What did Blake mean by 'Innocence' and 'Experience'?

There are very many differing views about what Blake means by the terms ‘Innocence' and ‘Experience'. What follows is one view based on what is known of Blake's beliefs and reading at the time he wrote the Songs.

Blake describes the entire sequence as ‘the two contrary states of the soul'. In the light of this we should not read innocence and experience as states which follow one another, but as co-existing states which characterise fallen humanity. This view is supported by his other work at this period and his reading of Swedenborg and Boehme. See Religious / philosophical background > Philosophical influences on Blake.

The Marriage of Heaven and Hell

In Blake's The Marriage of Heaven and Hell (1793) he portrays his belief that fallen humanity labours under the false division between body and soul, energy and reason:

  • The body and energy are regarded as ‘evil'
  • The soul and reason are seen as ‘good'.

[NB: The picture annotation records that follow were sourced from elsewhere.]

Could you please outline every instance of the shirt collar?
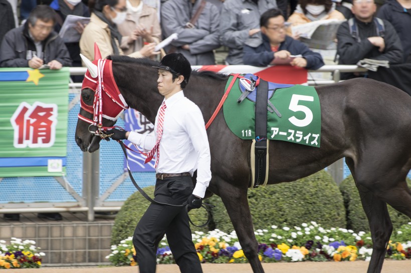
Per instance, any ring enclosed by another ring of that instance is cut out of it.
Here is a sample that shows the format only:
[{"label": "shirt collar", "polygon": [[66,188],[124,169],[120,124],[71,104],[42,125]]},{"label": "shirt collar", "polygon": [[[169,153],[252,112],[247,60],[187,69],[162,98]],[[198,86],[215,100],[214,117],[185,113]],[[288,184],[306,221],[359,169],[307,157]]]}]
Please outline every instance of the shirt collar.
[{"label": "shirt collar", "polygon": [[164,99],[164,102],[165,103],[165,105],[167,107],[169,107],[171,106],[173,104],[177,102],[178,100],[179,100],[181,98],[184,97],[184,93],[183,93],[182,90],[179,91],[176,93],[174,94],[166,100],[165,99]]}]

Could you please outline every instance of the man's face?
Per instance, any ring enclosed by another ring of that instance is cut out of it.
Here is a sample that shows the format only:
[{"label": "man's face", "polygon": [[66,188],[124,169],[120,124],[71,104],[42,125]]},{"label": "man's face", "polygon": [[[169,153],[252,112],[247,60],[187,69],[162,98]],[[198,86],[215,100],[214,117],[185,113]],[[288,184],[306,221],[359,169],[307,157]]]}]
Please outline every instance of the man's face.
[{"label": "man's face", "polygon": [[374,0],[354,0],[351,11],[355,18],[360,21],[371,22],[377,10]]},{"label": "man's face", "polygon": [[173,76],[171,72],[164,69],[158,70],[158,79],[157,80],[157,88],[158,92],[166,99],[175,93],[175,90],[180,91],[180,84],[182,81],[180,77],[177,77],[173,81]]},{"label": "man's face", "polygon": [[269,19],[267,26],[261,27],[261,32],[268,37],[271,44],[277,44],[285,40],[286,29],[284,18],[280,15]]},{"label": "man's face", "polygon": [[29,23],[29,30],[36,42],[44,41],[50,34],[54,27],[54,22],[48,22],[38,19],[34,26]]}]

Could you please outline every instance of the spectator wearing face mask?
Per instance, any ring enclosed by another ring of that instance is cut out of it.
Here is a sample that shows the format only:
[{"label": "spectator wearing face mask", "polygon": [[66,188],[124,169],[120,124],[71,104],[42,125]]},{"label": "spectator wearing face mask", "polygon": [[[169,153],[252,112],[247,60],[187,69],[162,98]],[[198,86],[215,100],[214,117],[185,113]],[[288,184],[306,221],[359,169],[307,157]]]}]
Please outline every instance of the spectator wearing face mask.
[{"label": "spectator wearing face mask", "polygon": [[[335,3],[331,0],[300,0],[299,5],[287,22],[292,27],[318,20],[344,19],[344,15],[335,10]],[[287,30],[287,35],[291,36],[291,28]]]},{"label": "spectator wearing face mask", "polygon": [[[56,25],[54,25],[54,30],[57,33],[60,31],[63,23],[68,15],[90,17],[88,7],[84,5],[81,0],[54,0],[50,4],[50,7],[54,10],[57,14],[56,17]],[[81,34],[85,26],[80,22],[78,22],[75,29]],[[81,67],[81,59],[80,57],[79,42],[66,43],[65,44],[69,51],[70,58],[73,60],[72,66]],[[75,82],[81,83],[83,81],[83,76],[72,76],[72,79]]]},{"label": "spectator wearing face mask", "polygon": [[[97,0],[90,23],[84,28],[80,39],[81,54],[93,60],[95,42],[103,58],[112,54],[123,55],[121,45],[127,43],[128,37],[122,36],[117,26],[125,20],[126,11],[126,0]],[[159,54],[159,52],[154,52],[155,46],[154,43],[146,45],[128,56],[144,58]]]}]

‘Woe' comes to people because they persist in creating such oppositions, which they perceive as antagonistic. This renders either side of the dichotomy harmful and incomplete.

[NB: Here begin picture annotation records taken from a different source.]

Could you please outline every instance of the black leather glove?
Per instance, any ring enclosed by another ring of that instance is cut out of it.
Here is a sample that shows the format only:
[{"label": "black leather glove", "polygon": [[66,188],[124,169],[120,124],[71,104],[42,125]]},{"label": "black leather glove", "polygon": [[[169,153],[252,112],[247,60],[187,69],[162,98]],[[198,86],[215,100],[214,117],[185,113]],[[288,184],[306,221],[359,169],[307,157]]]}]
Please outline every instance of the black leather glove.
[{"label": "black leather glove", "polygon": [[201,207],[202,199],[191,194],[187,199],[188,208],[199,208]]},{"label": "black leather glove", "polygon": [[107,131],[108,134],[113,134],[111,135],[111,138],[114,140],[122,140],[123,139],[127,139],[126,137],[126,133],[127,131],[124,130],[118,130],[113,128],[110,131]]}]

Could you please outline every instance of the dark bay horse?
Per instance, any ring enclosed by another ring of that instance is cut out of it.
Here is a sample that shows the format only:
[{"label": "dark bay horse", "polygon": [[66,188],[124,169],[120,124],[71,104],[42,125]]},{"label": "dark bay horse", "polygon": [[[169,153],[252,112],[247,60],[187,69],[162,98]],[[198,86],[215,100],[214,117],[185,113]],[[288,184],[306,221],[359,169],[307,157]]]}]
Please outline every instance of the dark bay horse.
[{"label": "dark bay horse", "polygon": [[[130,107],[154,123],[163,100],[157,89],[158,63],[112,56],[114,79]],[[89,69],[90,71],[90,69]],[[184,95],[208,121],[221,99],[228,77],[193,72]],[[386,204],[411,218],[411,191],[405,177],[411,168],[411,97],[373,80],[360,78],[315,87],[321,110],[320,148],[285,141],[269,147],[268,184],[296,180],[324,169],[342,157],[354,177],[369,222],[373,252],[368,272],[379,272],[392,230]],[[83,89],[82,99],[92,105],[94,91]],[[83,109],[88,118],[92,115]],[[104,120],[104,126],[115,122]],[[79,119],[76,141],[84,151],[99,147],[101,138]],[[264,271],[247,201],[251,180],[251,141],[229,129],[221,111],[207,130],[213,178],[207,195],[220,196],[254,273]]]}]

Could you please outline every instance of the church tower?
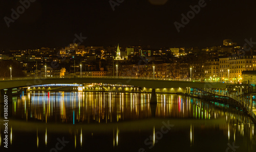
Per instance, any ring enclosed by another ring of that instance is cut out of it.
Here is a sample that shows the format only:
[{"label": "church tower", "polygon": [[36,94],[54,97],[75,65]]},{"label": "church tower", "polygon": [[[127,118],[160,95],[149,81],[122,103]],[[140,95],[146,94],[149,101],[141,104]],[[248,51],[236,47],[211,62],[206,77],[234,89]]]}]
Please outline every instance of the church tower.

To understand the human condition rightly, Blake felt that it was necessary to see that human beings are made up of such contraries, rather than destroyed by them. So, according to Blake, the correct understanding is to regard:

  • The ‘body' as what the senses can perceive of the soul
  • ‘Reason' as simply marking the outward boundary of human thought.

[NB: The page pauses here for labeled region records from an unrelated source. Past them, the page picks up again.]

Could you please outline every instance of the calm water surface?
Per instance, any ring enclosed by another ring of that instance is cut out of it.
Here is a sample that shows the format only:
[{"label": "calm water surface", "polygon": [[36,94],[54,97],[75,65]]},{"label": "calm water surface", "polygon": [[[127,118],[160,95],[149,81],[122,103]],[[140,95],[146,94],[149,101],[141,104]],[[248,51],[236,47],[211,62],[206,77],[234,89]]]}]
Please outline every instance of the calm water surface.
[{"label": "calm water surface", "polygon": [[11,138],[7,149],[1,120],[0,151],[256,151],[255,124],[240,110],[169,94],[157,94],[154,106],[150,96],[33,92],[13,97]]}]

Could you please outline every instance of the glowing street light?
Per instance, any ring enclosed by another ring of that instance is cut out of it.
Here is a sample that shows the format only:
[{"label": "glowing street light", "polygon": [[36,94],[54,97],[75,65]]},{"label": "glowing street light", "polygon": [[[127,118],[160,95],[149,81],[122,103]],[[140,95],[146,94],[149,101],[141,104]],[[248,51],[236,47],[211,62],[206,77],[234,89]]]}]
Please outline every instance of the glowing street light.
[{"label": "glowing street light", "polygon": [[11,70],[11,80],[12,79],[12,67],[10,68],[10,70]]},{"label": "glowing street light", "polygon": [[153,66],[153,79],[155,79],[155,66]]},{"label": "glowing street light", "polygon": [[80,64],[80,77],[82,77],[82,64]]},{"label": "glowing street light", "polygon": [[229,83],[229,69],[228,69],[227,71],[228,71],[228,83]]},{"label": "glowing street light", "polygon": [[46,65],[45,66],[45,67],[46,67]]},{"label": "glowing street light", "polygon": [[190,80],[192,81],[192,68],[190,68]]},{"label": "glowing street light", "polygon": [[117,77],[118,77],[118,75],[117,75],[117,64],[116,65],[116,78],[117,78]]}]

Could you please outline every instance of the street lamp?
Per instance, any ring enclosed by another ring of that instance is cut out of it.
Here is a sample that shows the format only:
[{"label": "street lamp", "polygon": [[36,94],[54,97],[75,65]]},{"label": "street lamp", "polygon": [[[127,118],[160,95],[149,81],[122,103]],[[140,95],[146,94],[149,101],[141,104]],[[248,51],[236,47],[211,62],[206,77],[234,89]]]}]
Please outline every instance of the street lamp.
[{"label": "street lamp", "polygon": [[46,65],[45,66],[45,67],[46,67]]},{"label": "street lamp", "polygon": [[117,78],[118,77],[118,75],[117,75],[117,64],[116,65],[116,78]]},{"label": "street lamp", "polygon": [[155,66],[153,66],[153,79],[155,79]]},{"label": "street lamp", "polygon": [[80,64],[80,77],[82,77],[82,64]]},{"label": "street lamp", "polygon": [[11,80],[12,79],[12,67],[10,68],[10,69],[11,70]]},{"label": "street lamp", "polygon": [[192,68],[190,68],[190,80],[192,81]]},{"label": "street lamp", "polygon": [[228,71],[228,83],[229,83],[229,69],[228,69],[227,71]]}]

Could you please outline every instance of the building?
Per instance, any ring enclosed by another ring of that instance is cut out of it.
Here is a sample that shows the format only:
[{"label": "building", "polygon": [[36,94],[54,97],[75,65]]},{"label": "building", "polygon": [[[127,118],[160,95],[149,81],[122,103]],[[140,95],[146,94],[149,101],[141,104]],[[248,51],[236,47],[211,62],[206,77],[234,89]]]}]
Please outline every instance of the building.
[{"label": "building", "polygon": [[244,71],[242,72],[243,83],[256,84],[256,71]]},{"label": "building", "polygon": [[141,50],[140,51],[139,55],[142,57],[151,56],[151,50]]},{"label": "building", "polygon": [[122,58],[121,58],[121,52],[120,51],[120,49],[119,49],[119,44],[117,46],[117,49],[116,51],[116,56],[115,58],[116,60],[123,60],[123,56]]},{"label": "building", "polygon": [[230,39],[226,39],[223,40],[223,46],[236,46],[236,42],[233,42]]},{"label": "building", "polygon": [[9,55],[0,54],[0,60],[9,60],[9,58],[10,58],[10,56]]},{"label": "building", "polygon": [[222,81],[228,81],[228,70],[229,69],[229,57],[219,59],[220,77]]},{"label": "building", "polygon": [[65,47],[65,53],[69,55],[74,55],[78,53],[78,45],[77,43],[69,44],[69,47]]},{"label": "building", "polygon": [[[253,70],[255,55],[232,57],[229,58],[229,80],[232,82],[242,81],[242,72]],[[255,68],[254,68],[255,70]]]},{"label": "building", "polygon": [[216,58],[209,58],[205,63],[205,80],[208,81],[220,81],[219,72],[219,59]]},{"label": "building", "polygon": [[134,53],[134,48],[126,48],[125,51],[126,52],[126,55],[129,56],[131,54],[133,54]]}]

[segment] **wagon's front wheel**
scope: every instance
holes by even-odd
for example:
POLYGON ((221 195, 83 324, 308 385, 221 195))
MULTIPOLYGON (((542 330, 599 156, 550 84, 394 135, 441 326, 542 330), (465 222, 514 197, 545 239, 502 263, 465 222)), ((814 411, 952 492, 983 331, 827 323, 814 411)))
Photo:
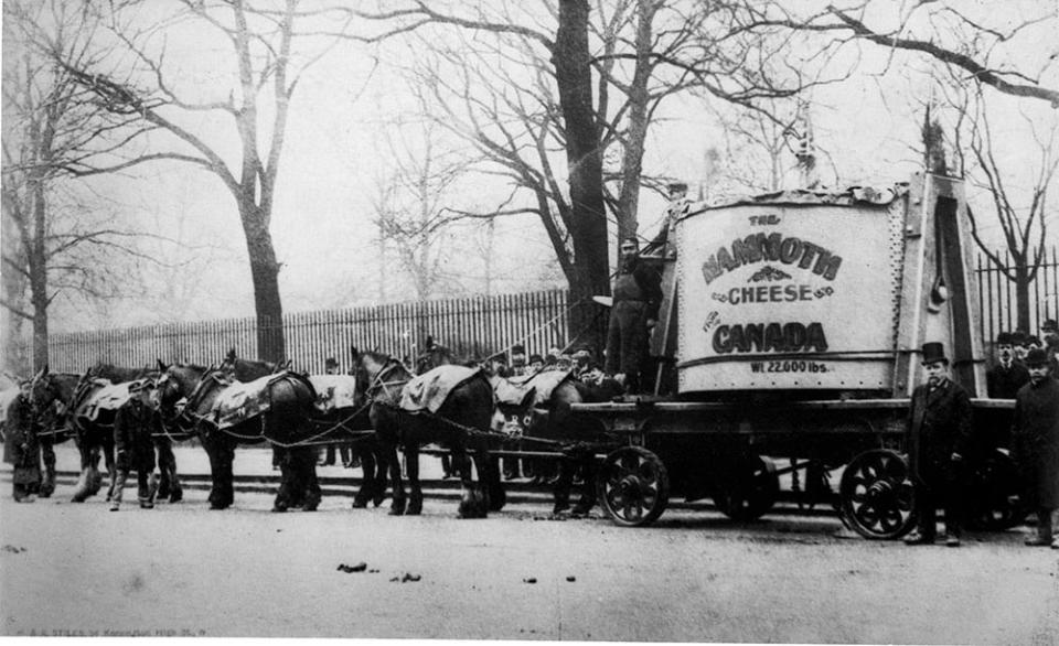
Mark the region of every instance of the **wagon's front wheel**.
POLYGON ((842 517, 865 538, 899 538, 916 524, 908 463, 888 449, 853 459, 839 484, 842 517))
POLYGON ((608 455, 596 486, 603 510, 625 527, 654 523, 670 502, 665 465, 640 446, 623 446, 608 455))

As Blake remarks in his marginalia to the writings of Swedenborg (Wisdom of Angels Concerning Divine Love and Divine Wisdom c1788):

‘Heaven and Hell are born together'.

Blake's philosophy of contraries

  • Blake read the mystical writings of Jacob Boehme (see Religious / philosophical background > Philosophical influences on Blake). There, he would have met the belief that innocence and fallenness co-exist in human beings as their normal state
  • Blake's close reading of the prophets of the Old Testament would also have confirmed his conviction regarding the co-existence of contraries in humankind, since he believed human beings to be ‘receptacles of spirit' (i.e. they were a combination of two ‘ingredients' already)
  • Further, human beings are made in the ‘image of God' and God says of himself:
‘I form the light and create darkness,
I bring prosperity and create disaster;
I, the LORD, do all these things. ' (Isaiah 45:7)
  • Blake would also have known the apparent contradiction of Jesus' saying in Matthew 10:16:
‘I am sending you out like sheep among wolves. Therefore be as shrewd as snakes and as innocent as doves.'

Blake's application of Boehme

So Blake can be understood here in the light of his reading of Boehme. He is applying what Boehme says of God, to human beings:

  • Evil occurs when one aspect of an individual's life strives to become the only aspect.

For example:

  • Innocence is a capacity for freshness of vision, for joy, for celebration
  • But it is also vulnerable; it is often ignorant of the negative aspects of life and, in Blake's eyes, therefore lacks wisdom
  • It is not a complete vision of reality
  • It should not be seen as totally ‘good' in contrast to ‘experience' as totally ‘bad'.
     
  • Experience is equally incomplete in its vision of reality
  • However, in human life the Fall of humankind into separate selfhood means that experience overwhelms innocence and becomes the dominant mode of existence
  • Instead of existing alongside innocence, it devours it
  • This leads to humanity having a blinkered perspective, seeing the world / God only as a reflection of its own ‘fallen' characteristics
  • Experience therefore becomes evil, not because it is intrinsically so but because it has been divorced from innocence and established as the only reality.

Blake's ideas can be summarised by his motto to The Songs of Innocence and Experience and in some lines from Auguries of Innocence:

Man was made for joy and woe;
And when this we rightly know,
Thro' the world we safely go.

Joy and woe are woven fine,
A clothing for the soul divine.

These ideas underpin all of Blake's poems in this collection. Different aspects are highlighted in different poems.